Airline tickets, upgrades, mileage points purchases, mileage points transfer fees, gift cards, duty free purchases, and award tickets are not deemed to be incidental fees

While it may be easy to incur $200 in fees for an airline like Frontier or Spirit, other airlines that don’t charge extra fees, such as Southwest, might be a bit trickier. And who has a Platinum card and flies on Spirit often enough to choose it as their airline of choice for the credit, anyway?

Despite the wording of the policy, it’s been possible to creatively work around some of the restrictions and use the credit for “not quite” the intended purpose. I’m not going to share the methods here, but a simple Google search will show you how and there are dedicated threads on FlyerTalk for each airline.

Over the last several years, AMEX has cracked down on the workarounds. You used to be able to fund a United gift registry with your card, which could then be used for any United expense, including airfare, but that got shut down. You could also buy Delta Airlines gift cards but without warning, only purchases from desktop purchases still worked, not ones made with mobile devices.


Most recently, one of the most popular workarounds, buying American Airlines gift cards from the website, has apparently stopped working. This change is due to American now coding gift card purchases as a gift certificate when sending the information to AMEX. Since the credits are automatically generated, AMEX’s computers are now simply ignoring these charges for the credits.

Now, I’m not saying there’s no value to the air travel credit. You can use it to pay for baggage fees, if you don’t already get a free bag through other means. You can also use it to upgrade your seat, since airlines would rather sell discounted upgrades instead of giving them away to frequent flyers. The same goes for paying for lounge passes, if the airline still lets you buy one.

You need to ask yourself if you’re sure you’re going to need to spend this money or would have you not spent it if you didn’t have a credit burning a hole in your wallet? If you’re only spending it “just because,” remember this is money you already paid out of your pocket for the annual fee. Spending it frivolously just because you have it doesn’t make any sense. AMEX is tricking you into to thinking like this because if you haven’t used the money by the end of the year, it disappears. Talk about setting money on fire.

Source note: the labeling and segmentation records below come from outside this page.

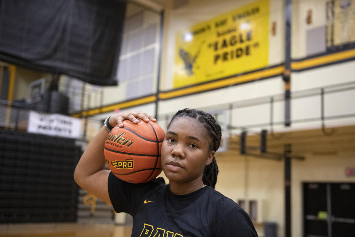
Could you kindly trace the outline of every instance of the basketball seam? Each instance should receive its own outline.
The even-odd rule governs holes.
[[[154,127],[153,127],[153,125],[152,125],[152,124],[150,122],[148,122],[148,124],[149,124],[149,125],[150,125],[151,126],[151,127],[152,127],[152,129],[153,130],[153,131],[154,132],[154,134],[155,134],[155,138],[157,138],[155,139],[155,142],[157,143],[157,159],[155,160],[155,165],[154,166],[154,169],[155,169],[155,168],[157,168],[157,164],[158,164],[158,160],[159,159],[159,141],[158,139],[158,135],[157,135],[157,132],[155,132],[155,129],[154,129]],[[152,173],[151,174],[151,175],[149,175],[149,177],[148,177],[148,178],[147,178],[147,179],[145,180],[144,180],[144,181],[143,181],[143,182],[144,183],[144,182],[145,182],[148,179],[149,179],[149,178],[150,178],[151,177],[152,177],[152,175],[153,175],[153,174],[154,173],[154,171],[155,171],[155,169],[153,169],[153,170],[152,170]]]
[[[149,123],[150,125],[150,124],[149,123]],[[151,126],[152,125],[151,125]],[[158,137],[157,136],[157,134],[156,134],[156,133],[155,133],[155,137],[157,138],[157,140],[151,140],[151,139],[148,139],[147,138],[146,138],[145,137],[142,137],[138,133],[137,133],[136,132],[134,131],[132,131],[132,130],[131,130],[131,129],[130,129],[126,127],[123,127],[123,128],[124,128],[125,129],[127,129],[128,131],[130,131],[130,132],[132,132],[132,133],[133,133],[133,134],[134,134],[135,135],[136,135],[136,136],[137,136],[139,137],[140,137],[141,138],[142,138],[143,139],[144,139],[146,141],[149,141],[149,142],[156,142],[157,140],[158,140]],[[153,130],[154,131],[154,129],[153,129]],[[155,131],[154,131],[154,133],[155,133]],[[163,140],[162,140],[162,141],[158,141],[160,142],[162,142]]]
[[[141,171],[146,171],[146,170],[153,170],[153,172],[154,172],[154,170],[157,169],[158,169],[160,170],[162,170],[162,169],[160,169],[160,168],[149,168],[148,169],[140,169],[139,170],[132,171],[132,172],[130,172],[129,173],[126,173],[125,174],[120,174],[119,173],[115,173],[113,171],[112,171],[112,170],[111,170],[111,171],[113,173],[115,174],[118,174],[118,175],[126,175],[128,174],[134,174],[134,173],[136,173],[137,172],[140,172]],[[150,176],[149,176],[149,177],[150,177]],[[149,178],[148,178],[148,179]],[[143,182],[144,182],[144,181],[146,180],[147,179],[146,179],[146,180],[144,180],[144,181],[143,181]]]
[[[116,153],[119,153],[120,154],[123,154],[125,155],[131,155],[132,156],[152,156],[152,157],[156,157],[157,155],[151,155],[149,154],[138,154],[136,153],[130,153],[129,152],[123,152],[119,151],[115,151],[114,150],[111,150],[109,148],[105,148],[105,149],[107,150],[108,151],[111,151],[113,152],[116,152]]]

Now that the number of airlines you’re able to creatively use your AMEX credits with is shrinking, the airline you choose at time beginning of the year is even more important. That also is what makes the closure of the American workaround hurt the most. Most people didn’t discover the change until after the window had closed to make your selection for the year. Pretty sneaky there, AMEX. 

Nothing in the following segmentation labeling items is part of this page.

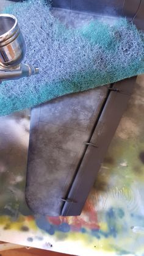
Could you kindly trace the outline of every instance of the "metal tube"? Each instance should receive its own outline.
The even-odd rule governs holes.
[[[1,14],[0,81],[38,73],[38,68],[21,64],[26,49],[24,39],[17,19],[12,15]]]

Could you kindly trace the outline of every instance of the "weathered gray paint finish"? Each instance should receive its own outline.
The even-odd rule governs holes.
[[[26,199],[37,213],[60,215],[107,87],[66,95],[32,111]]]

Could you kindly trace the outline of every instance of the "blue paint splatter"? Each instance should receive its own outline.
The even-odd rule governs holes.
[[[32,237],[28,237],[27,238],[27,240],[28,241],[28,242],[32,242],[33,241],[33,238]]]
[[[35,222],[40,229],[46,232],[51,228],[51,225],[45,216],[38,217],[35,219]]]
[[[118,216],[121,219],[122,219],[124,216],[124,213],[123,210],[120,208],[118,209]]]
[[[81,229],[81,232],[83,233],[85,233],[87,232],[87,230],[84,227],[82,227]]]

I’m not saying the AMEX Platinum or Gold cards aren’t worthwhile having for some people. If you value lounge access, the annual fee of the Platinum card might be worth it without getting any credits at all. And the Gold card is a good choice for for earning Membership Rewards points for ongoing spending at restaurants and supermarkets. Just stop thinking that these credits are like cash, cuz they’re not. If you had cash, AMEX couldn’t suddenly change the rules about what you can and can’t spend it on.